Generate custom images using Stable Diffusion with LoRA

Introduction

Stable Diffusion is a very powerful generative model. It can generate high quality images from text descriptions. But if you want to generate images with concepts not included in the pre trained model, like a portrait of yourself, you need to fine tune the model with your own images.

LoRA: Low-Rank Adaptation of Large Language Models is a method to fine tune large language models with small datasets, it can also be applied to Stable Diffusion fine-tuning.

There are other methods like DreamBooth, but the biggest advantage of LoRA is that it’s very easy to train and use, the result model is also very small (a few MB), make it very suitable for sharing.
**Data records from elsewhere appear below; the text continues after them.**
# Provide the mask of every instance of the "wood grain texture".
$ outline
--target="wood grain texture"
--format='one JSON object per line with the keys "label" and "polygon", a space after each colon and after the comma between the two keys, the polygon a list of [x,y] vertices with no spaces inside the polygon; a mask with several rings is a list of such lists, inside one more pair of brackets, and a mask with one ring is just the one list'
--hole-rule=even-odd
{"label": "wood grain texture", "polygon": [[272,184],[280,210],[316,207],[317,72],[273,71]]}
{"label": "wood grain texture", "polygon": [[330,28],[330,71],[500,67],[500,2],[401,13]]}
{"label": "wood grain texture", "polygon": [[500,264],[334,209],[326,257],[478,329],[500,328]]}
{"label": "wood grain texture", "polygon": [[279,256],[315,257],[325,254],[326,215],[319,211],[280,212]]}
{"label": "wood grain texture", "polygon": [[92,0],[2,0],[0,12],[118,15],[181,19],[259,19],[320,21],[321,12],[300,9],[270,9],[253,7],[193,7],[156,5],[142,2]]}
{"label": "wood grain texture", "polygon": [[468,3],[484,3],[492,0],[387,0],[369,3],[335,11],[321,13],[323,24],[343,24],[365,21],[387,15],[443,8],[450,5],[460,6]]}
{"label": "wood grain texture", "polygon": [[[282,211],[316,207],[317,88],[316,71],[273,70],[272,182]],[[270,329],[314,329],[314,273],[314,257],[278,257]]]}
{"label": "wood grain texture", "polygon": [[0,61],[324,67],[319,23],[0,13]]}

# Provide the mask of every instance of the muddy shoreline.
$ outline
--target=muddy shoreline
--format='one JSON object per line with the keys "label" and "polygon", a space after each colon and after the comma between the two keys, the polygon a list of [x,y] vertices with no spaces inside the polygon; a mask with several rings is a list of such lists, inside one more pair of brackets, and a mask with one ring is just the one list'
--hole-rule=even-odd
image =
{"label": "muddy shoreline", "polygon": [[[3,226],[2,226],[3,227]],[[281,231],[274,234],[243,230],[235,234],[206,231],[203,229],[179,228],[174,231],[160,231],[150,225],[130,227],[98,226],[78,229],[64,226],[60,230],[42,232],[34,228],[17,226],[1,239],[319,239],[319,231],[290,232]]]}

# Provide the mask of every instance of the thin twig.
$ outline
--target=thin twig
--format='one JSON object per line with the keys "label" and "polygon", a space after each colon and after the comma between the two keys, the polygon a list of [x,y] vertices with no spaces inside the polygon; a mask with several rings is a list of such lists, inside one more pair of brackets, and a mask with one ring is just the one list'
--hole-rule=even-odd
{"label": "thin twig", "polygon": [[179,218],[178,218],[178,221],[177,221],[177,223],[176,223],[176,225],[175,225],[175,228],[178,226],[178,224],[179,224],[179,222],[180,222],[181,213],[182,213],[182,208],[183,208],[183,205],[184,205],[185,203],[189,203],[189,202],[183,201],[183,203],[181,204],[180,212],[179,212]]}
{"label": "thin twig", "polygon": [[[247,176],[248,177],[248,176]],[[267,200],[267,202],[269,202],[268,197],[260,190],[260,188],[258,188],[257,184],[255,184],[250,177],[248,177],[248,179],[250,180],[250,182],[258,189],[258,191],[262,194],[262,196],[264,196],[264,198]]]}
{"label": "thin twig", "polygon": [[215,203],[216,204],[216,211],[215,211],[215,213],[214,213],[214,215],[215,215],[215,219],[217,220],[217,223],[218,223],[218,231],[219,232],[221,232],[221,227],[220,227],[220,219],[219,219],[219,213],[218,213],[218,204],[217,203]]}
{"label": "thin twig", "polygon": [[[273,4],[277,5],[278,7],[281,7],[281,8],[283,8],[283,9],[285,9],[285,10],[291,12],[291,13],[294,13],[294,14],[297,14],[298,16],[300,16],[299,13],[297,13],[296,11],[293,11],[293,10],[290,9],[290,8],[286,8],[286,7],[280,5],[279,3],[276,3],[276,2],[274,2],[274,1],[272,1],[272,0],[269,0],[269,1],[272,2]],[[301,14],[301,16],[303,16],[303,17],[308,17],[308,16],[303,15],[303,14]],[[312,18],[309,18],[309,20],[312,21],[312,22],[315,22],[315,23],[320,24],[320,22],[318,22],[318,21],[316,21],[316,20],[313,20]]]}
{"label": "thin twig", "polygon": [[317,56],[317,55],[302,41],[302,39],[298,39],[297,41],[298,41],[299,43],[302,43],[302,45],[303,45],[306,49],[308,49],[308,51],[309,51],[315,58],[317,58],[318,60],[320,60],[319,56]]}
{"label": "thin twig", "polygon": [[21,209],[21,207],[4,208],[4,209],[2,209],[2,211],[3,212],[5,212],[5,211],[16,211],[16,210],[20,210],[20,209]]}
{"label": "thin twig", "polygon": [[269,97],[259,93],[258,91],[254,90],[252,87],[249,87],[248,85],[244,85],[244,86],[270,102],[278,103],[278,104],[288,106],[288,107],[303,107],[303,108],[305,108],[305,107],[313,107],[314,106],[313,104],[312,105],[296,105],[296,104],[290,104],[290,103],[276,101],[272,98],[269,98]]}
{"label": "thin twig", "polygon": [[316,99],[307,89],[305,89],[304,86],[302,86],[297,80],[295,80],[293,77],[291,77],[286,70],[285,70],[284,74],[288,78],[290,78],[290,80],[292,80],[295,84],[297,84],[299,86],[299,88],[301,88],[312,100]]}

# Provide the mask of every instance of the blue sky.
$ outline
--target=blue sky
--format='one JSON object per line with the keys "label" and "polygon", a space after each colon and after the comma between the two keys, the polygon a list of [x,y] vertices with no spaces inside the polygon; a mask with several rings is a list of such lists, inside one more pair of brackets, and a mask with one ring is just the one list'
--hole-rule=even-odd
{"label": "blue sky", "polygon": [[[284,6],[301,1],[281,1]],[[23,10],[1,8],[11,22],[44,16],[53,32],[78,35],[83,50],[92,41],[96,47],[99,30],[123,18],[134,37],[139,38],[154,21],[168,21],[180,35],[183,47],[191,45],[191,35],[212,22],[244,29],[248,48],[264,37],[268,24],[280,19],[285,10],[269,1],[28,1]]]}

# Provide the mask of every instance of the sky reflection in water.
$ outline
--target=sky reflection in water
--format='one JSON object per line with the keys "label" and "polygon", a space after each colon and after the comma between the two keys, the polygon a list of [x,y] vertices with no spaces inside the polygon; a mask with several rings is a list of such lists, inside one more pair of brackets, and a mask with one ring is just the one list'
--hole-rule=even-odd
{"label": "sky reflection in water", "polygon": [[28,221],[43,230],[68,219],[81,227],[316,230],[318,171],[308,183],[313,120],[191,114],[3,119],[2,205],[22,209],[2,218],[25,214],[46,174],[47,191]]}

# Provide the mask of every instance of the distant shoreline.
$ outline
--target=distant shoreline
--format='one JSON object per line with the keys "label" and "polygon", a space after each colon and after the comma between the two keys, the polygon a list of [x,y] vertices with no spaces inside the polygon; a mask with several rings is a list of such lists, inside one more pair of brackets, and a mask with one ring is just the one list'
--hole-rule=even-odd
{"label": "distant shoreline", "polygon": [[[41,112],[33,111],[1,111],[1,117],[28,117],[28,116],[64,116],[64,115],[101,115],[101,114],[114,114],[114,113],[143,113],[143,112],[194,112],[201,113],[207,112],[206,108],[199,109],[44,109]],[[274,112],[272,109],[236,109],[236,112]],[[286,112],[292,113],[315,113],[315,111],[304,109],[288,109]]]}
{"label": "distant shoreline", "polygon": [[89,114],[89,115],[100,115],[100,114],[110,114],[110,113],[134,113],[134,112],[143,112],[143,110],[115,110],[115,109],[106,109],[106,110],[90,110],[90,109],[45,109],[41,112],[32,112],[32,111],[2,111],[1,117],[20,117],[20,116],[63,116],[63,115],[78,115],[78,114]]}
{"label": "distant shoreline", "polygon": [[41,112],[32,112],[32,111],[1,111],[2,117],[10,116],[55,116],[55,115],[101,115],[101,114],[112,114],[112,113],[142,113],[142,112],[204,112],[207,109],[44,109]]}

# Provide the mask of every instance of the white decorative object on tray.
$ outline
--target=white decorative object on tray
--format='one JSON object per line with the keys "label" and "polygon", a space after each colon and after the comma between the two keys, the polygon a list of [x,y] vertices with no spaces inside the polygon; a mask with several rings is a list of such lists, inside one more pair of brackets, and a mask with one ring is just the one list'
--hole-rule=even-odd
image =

In this post, I will show you how to fine tune Stable Diffusion with LoRA, and generate a image of how Ciri from The Witcher 3 looks like in Cyberpunk 2077.

Tools and Tasks

Since the original Stable Diffusino model doesn’t know Ciri nor Cyberpunk style, or it has been trained on them but not the way we want, we need to teach it our concept of Ciri and Cyberpunk style.

The tools we need are:

sd-scripts for training LoRA model
Stable Diffusion web UI for generating images

The tasks are:

Fine tune a LoRA model with Ciri images
Find a shared LoRA model of Cyberpunk style
Generate a image of Ciri in Cyberpunk style

Prepare

Setup conda env, one for sd-scripts, another one for stable-diffusion-webui

Setup sd-scripts, Linux setup is not included in README, can be done like this:

 # https://pytorch.org/get-started/previous-versions/#linux-and-windows-2
 conda install pytorch==1.13.1 torchvision==0.14.1 torchaudio==0.13.1 pytorch-cuda=11.7 -c pytorch -c nvidia

 pip install --upgrade -r requirements.txt

 # https://github.com/facebookresearch/xformers#installing-xformers
 conda install xformers -c xformers

 accelerate config

Note if you are using newer cuda version, you may need to bump bitsandbytes version to latest, see this PR.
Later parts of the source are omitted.